Ça fait froid dans le dos... On ne sait même pas quoi dire, là, immédiatement...
(Libération @ jeudi 19 janvier 2006 a écrit :Les mots pour dire Outreau
Face à la commission d'enquête parlementaire, les innocentés ont parlé longuement. Diffusés en direct à la télévision, ces témoignages ébranlent l'institution judiciaire.
par Florence AUBENAS
On avait vu les treize d'Outreau devant la cour d'assises de Saint-Omer en mai 2004. On les avait vus à la chancellerie après les sept premiers acquittements. On les avait revus en appel à Paris, puis après, encore, à Matignon. On avait l'impression de les avoir vus partout et pourtant jamais la France ne les avait vus comme ça, «en vrai», racontant aussi longuement que chacun d'eux le voulait cette affaire-là qui les a engloutis. Retransmises hier en direct à la télévision, les auditions des acquittés d'Outreau devant la commission parlementaire ont provoqué un choc. De l'un à l'autre, l'accent du Nord monte comme les eaux du canal, engloutit tout, la moquette, les ors et les lumières de l'Assemblée nationale. Les mots se bousculent, avec les larmes jamais très loin, et puis la voix se brise, toujours. Il n'y a plus que leurs visages mais tout se lit sur ces peaux trop blanches et ces traits trop marqués.
Sur le même sujet
A la création de la commission, décidée en décembre dans l'euphorie des six derniers acquittements, les députés ont ferraillé pour être un des trente membres qui la composent. «Dans ce genre d'exercice, il y a en moyenne deux candidats par poste. Là, on était quatre pour un.»
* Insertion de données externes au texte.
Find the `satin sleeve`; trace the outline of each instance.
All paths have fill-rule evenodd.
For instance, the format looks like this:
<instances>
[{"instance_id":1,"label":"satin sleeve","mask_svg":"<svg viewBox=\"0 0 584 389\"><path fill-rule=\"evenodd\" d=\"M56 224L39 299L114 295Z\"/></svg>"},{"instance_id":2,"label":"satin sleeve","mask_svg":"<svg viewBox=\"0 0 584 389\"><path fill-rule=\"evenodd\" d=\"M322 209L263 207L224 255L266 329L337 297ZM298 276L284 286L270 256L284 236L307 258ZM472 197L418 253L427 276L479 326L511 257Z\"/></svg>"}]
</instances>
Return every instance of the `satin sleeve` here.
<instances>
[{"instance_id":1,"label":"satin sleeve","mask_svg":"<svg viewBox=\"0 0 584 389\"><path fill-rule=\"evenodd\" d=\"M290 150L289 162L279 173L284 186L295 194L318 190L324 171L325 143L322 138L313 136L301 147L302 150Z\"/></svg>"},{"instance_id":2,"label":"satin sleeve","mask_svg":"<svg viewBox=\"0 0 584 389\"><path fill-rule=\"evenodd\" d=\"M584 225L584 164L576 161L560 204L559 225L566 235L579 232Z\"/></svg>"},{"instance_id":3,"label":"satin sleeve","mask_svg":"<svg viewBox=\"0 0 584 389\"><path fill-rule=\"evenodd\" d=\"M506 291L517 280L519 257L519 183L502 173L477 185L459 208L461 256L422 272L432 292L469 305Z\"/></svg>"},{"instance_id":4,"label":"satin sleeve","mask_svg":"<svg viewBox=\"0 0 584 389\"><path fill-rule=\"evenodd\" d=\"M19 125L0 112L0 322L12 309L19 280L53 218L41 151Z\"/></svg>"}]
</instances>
«En prison, on n'est plus rien.» Ils sont là. David Brunet, habitait la Tour-du-Renard. «Je vais essayer de rester calme et de m'exprimer sans haine. Est-ce que je peux parler comme je veux ? Ils m'ont dit que j'étais accusé d'avoir violé mon fils et tout le tralala. Tout était chamboulé dans ma tête. En prison, les détenus n'aiment pas les violeurs. On crachait dans ma bouffe. J'avais pas d'argent, alors je poussais les morceaux avec la salive et je mangeais le reste.» Pendant sa garde à vue, Odile Marécaux, infirmière scolaire, a fini par s'asseoir par terre. «C'est pas encore assez bas pour vous, sale pédophile», lui a dit le commissaire. Son mari Alain était huissier: «Je vais vous dire quelque chose de grotesque et d'horrible.» Marécaux s'arrête, comme étouffé par l'humiliation qui remonte d'un coup. «Un policier s'est planté devant moi : "Cela fait combien de temps que tu as fait l'amour à ta femme ?" J'ai répondu: "Lundi." Ils sont allés vérifier auprès d'elle. Ils sont revenus."C'est ça, mais pourquoi tu l'as pas pénétrée ?" J'ai raconté qu'elle avait ses règles. Le flic m'a dit : "Et alors ? T'es un spécialiste de la sodomie."» Pierre Martel, chauffeur de taxi : «On n'est plus rien. Je pensais avoir transporté un des accusés dans mon taxi. Le policier m'a dit : "Ici on ne pense pas. C'est oui ou c'est non." Dans la détresse, j'ai dit oui.» Karine Duchochois : «L'inspecteur m'a expliqué: "Si tu avoues, tu iras mieux. Regarde, ceux qui ont parlé, ils sortent."» Pas à pas, un à un, les huissiers, les garçons d'étage, les administratifs de l'Assemblée se sont approchés de la salle des auditions. Ils restent hypnotisés devant la porte entrouverte. Une femme de ménage s'est mise à pleurer doucement.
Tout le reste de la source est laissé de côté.